Regardless of whether you are an employee or an employer, Employment Law is a topic which should be of interest to you. What is the purpose of Employment Law? What does it cover? Let’s find out!
What Is The Purpose Of Employment Law?
Employment Law is in place for several key reasons. However, it is when employees and employers comply with the law, that the benefits can be fully seen. Such benefits include the following:
- A happier and more secure working environment.
- A workforce which is more productive.
- A decrease in time and expense used on employment tribunal claims, as well as the accompanying stress.
What Does Employment Law Cover?
The area that Employment Law covers is significantly vast. Included are the following:
- Disciplinary and grievance procedures
- Pregnant women and new mothers
- Statutory sick pay
- Working time
- Employment contracts
Let’s take one example from the above list; employment contracts. Regardless of whether a contract has been put into writing or not, each and every new employee has, and is under contract.
It is the responsibility of the employer to provide a new employee with a written statement which outlines the terms and conditions of the position. If an employer was to make changes to the work contract, without first seeking the permission of the employee, this might be regarded as a breach of contract.

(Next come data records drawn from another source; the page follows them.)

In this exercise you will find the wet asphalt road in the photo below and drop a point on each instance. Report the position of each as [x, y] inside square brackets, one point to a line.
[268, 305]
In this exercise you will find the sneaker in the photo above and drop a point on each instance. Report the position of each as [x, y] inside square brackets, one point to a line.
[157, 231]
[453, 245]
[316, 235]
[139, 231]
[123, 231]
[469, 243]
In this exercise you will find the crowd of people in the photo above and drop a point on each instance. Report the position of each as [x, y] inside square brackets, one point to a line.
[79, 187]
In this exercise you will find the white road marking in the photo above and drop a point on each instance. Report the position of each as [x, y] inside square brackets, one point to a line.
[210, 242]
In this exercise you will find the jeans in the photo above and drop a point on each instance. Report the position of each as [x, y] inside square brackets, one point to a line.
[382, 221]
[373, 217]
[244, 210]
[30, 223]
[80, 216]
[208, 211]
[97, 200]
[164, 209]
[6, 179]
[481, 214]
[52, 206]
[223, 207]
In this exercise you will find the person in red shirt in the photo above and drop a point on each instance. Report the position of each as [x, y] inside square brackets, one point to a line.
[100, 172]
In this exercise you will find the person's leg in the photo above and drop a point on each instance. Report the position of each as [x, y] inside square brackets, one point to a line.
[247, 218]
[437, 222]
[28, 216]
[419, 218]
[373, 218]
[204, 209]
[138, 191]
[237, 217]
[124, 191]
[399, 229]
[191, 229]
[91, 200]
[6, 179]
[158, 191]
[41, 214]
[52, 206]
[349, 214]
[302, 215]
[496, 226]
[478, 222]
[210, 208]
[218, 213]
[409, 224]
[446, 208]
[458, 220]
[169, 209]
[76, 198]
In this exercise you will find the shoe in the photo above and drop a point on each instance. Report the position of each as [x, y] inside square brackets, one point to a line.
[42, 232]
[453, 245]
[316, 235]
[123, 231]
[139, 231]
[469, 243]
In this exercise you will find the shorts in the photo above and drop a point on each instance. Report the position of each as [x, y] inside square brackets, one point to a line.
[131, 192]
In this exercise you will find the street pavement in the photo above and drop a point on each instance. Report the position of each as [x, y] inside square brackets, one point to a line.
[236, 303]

The statutory requirements for minimum employee pay must always be adhered to, regardless of whether the salary noted on the contract is lower. These regulatory requirements also have a set requirement for annual leave and hours of work, both of which should be complied with by the employer.
Another example of what is included in Employment Law is employee rights. One example of a group of people who are affected by these rights is pregnant women and new mothers. Both before giving birth, as well as after their child has been born, this category of women have substantial rights. Dependent on the amount of time they have been in employment, they may also be entitled to statutory maternity pay.
Indeed, it is clear that Employment Law covers a wide area of employer and employee situations. If you have concerns about your job contract, please contact a labour law attorney for legal advice and consultation. When both employers and employees comply with each feature of the law, they can expect to see the benefits and productivity that are at the very essence of this legislation.